A binary search tree (BST) is recursively defined as a binary tree which has the following properties:

  • The left subtree of a node contains only nodes with keys less than the node‘s key.
  • The right subtree of a node contains only nodes with keys greater than or equal to the node‘s key.
  • Both the left and right subtrees must also be binary search trees.

Given any two nodes in a BST, you are supposed to find their LCA.

Input Specification:

Each input file contains one test case. For each case, the first line gives two positive integers: M (≤ 1,000), the number of pairs of nodes to be tested; and N (≤ 10,000), the number of keys in the BST, respectively. In the second line, N distinct integers are given as the preorder traversal sequence of the BST. Then M lines follow, each contains a pair of integer keys U and V. All the keys are in the range of int.

Output Specification:

For each given pair of U and V, print in a line LCA of U and V is A. if the LCA is found and A is the key. But if A is one of U and V, print X is an ancestor of Y. where X is A and Y is the other node.

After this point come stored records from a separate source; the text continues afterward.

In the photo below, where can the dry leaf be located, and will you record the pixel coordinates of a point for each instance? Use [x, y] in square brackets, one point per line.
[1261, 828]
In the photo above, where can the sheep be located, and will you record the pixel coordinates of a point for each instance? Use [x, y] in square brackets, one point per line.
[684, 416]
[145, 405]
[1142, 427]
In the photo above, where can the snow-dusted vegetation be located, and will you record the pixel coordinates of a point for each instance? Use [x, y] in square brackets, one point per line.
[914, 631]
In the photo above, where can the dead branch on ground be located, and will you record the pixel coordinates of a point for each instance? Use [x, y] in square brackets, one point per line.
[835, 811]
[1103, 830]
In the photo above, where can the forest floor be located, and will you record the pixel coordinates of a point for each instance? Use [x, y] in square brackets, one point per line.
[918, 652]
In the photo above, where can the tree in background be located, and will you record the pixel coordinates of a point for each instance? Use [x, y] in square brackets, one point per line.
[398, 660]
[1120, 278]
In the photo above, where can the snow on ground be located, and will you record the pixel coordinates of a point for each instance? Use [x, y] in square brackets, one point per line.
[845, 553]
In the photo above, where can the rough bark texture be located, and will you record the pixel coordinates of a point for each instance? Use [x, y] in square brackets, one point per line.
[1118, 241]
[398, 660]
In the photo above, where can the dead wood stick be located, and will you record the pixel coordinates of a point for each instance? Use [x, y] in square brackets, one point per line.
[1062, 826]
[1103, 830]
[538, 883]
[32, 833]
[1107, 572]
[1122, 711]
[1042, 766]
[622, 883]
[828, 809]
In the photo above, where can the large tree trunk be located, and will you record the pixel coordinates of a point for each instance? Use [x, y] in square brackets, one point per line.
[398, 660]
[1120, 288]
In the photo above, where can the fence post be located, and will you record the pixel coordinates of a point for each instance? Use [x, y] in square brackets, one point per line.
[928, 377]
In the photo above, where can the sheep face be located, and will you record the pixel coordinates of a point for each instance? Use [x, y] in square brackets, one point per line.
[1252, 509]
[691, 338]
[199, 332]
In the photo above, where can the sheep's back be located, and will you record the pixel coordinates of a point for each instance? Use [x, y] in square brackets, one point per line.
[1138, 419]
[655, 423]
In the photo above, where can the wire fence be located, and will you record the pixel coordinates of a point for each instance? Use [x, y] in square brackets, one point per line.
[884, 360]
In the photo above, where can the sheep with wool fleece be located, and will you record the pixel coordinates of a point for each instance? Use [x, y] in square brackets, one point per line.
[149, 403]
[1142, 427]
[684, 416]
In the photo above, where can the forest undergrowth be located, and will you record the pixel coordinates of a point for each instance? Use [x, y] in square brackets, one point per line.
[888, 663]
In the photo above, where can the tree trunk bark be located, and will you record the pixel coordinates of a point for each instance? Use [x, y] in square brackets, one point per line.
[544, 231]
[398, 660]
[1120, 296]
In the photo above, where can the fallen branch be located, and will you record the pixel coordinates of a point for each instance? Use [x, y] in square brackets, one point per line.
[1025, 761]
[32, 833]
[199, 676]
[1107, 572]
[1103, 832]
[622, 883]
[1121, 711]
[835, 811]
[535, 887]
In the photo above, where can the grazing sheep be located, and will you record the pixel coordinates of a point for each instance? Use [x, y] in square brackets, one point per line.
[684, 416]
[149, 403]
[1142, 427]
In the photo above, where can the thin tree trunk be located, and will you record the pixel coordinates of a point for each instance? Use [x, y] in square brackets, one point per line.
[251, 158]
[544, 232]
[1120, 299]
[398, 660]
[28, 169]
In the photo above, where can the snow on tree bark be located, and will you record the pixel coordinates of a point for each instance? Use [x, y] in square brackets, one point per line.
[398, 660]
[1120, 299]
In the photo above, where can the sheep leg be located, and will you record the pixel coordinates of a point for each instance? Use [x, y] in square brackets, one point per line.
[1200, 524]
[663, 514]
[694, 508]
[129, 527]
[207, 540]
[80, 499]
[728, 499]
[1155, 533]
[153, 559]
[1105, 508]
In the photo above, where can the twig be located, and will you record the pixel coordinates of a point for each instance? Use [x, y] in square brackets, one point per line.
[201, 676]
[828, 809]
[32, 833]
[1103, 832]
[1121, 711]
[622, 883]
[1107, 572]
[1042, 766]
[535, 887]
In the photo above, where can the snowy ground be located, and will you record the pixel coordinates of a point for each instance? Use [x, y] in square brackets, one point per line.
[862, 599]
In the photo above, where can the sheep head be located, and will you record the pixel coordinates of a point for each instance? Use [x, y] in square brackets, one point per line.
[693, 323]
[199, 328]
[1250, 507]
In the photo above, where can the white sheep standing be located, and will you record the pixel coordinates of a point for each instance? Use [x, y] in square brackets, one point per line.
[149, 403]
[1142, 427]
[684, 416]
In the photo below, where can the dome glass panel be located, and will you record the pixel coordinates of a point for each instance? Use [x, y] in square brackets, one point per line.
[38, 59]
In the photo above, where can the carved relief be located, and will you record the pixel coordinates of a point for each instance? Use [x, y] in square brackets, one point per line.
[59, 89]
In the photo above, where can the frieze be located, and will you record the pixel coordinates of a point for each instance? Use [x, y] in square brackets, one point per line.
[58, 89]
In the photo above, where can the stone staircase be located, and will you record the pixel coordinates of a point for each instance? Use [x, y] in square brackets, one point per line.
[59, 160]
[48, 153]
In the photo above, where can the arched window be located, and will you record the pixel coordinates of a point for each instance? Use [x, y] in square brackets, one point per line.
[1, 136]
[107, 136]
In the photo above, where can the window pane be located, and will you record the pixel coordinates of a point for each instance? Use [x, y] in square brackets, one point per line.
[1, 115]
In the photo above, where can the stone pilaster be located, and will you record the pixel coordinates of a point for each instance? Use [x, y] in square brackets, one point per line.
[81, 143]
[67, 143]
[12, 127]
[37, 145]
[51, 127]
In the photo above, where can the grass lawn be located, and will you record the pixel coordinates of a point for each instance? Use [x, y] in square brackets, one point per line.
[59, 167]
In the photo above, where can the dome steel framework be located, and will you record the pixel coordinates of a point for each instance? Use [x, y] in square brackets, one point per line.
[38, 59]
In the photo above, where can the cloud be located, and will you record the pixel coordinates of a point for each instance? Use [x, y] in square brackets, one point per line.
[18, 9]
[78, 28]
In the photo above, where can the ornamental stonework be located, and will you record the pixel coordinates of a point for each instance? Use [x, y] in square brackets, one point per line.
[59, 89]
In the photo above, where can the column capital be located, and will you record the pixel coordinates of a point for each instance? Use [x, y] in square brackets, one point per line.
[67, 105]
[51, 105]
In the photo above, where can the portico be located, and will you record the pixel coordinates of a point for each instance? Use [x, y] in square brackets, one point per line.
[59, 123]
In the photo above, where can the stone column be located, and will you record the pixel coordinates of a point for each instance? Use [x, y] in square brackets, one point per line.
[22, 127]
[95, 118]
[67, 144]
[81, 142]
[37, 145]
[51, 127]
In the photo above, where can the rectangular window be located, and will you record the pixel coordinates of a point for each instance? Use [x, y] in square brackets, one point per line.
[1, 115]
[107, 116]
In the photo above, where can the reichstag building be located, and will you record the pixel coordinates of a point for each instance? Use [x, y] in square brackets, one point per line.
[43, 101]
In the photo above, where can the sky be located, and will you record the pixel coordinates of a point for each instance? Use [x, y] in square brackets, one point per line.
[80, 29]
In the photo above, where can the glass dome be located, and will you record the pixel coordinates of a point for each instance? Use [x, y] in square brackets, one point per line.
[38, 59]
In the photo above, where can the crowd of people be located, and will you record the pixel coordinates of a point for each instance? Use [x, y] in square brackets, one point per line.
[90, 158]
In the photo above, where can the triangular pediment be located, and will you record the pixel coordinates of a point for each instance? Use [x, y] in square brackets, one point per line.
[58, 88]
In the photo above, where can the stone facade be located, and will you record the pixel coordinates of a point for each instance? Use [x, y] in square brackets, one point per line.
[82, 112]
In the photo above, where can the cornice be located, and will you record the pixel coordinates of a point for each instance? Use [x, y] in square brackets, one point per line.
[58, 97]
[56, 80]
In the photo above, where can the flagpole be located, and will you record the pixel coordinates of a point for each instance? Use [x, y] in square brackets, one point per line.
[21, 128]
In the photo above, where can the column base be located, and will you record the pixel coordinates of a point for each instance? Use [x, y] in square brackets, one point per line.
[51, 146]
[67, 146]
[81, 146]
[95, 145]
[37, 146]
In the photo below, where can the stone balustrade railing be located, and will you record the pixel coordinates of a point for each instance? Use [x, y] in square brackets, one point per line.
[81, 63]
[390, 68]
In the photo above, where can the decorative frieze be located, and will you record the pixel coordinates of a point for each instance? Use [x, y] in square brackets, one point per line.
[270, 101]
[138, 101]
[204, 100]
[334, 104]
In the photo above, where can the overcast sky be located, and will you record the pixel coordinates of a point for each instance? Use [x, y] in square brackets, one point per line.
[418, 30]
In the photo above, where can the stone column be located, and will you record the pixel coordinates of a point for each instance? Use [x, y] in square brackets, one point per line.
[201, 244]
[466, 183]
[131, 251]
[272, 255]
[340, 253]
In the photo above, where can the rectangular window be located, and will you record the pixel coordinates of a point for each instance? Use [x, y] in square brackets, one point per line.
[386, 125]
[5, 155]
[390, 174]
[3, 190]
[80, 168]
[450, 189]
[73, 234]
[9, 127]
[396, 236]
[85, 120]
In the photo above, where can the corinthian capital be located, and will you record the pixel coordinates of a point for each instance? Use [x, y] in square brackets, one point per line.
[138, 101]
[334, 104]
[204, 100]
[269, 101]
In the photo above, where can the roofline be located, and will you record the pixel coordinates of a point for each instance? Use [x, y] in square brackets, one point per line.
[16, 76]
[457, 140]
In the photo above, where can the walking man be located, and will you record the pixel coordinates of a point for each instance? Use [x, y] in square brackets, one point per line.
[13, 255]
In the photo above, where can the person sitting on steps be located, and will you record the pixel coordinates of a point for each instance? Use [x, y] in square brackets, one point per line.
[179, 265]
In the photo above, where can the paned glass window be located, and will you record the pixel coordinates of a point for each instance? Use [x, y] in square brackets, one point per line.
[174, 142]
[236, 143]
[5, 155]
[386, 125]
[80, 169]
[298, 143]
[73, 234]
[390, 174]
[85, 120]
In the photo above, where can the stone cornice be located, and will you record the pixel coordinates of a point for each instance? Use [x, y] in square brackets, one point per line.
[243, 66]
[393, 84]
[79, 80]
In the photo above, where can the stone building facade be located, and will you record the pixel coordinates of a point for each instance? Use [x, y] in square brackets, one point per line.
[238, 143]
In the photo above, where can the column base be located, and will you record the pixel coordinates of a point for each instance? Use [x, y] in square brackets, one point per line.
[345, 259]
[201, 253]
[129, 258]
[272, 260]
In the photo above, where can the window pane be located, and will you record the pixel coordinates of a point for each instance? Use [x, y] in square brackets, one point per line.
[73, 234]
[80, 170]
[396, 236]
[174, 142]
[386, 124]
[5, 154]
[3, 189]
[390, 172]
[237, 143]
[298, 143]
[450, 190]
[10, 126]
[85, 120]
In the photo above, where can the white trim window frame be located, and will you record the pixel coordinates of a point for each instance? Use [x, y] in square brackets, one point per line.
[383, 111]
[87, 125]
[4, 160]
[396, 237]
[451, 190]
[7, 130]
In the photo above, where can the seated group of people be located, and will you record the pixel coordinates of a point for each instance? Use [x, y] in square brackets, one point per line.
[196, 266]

If U or V is not found in the BST, print in a line ERROR: U is not found. or ERROR: V is not found. or ERROR: U and V are not found..

Sample Input:

6 8
6 3 1 2 5 4 8 7
2 5
8 7
1 9
12 -3
0 8
99 99

Sample Output:

LCA of 2 and 5 is 3.
8 is an ancestor of 7.
ERROR: 9 is not found.
ERROR: 12 and -3 are not found.
ERROR: 0 is not found.
ERROR: 99 and 99 are not found.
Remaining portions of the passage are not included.